In a matter of months, Trump has initiated trade wars with China, Europe, Mexico and Canada, while publicly praising Kim and Putin. Viewers around the world also saw Trump’s egotistical need to be adored and his love of lavish ceremony. However, in such a high-stakes game as international politics, should we not expect more substance? Especially since Kim and Putin both lead countries that developed nuclear weapons. And that was because US actions led them to fear attack from the United States.

In Singapore Trump and Kim agreed to pursue de-nuclearisation, though Trump seems to have forgotten that means no nukes for all countries. Wishful thinking at best!  What’s too often missing in our 24-hour news cycle is context. How many media also mentioned that North Korea honoured an agreement in the 1980’s to limit nuclear arms until President George W. Bush changed his mind and decided to brand North Korea as part of the Axis of Evil. In June 2002, Mr. Bush also withdrew from the landmark 1972 Anti-Ballistic Missile Treaty. The ABM treaty basically ended the nuclear arms race in long-range missiles. Though it didn’t cover short and medium-range missiles, the treaty was considered a “cornerstone of strategic stability” that made it easier to reach later agreements on reducing nuclear arsenals.
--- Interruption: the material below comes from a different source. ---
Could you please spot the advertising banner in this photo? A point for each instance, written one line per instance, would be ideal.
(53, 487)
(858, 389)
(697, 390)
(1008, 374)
Nuclear responsibility or idle talk?

After Trump and Putin held their private talks in Helsinki, Putin told reporters that the U.S. and Russia had a “special responsibility for maintaining international security”. He also said Moscow was ready to discuss extending a new START treaty. The current Strategic Arms Reduction Treaty expires in 2021. Trump eagerly agreed saying “Ultimately, that’s probably the most important thing that we can be working on.” Is Putin’s suggestion just talk as many arms experts suggest? The US currently deploys nuclear missiles in Poland and Romania. How would Americans feel if Russia deployed nuclear missiles off the eastern seaboard? Talks to reduce nuclear missiles at least appear reasonable. Why spend billions of dollars on new nuclear missiles when the US and Russia together have more than 13-thousand nuclear missiles between them? That’s 92 per cent of all the weapons of mass destruction in the world. However, building more arms does mean money and jobs, and that’s bound to go over well in the US heartland.

Does Trump mean what he says, or is he being used? Let’s not overlook that Trump’s National Security Advisor, John Bolton, has a long record of opposing nuclear arms agreements. Let’s also not forget that the US is behind more foreign wars over the past 60 years than North Korea or Russia.

    Putin says “Men in dark suits” tell US presidents what to do. Is that why Trump constantly back-tracks?  – because he’s getting flack for forgetting or ignoring his orders? Trump looks as if he is in over his head. Although he seems comfortable with chaos and keeping others on edge, he has no idea how he comes across, and appears to naively believe he can fix the wrongs of this world on his own. Trump is little more than a symptom of a greater malaise in the United States. The problem is, he is also a catalyst whose every action has become suspect.  For a leader of a country as powerful as the United States, having a president whose every word affects such basic concepts as ethics, democracy, press freedom, economics, international trade, and foreign relations, this has dangerous consequences.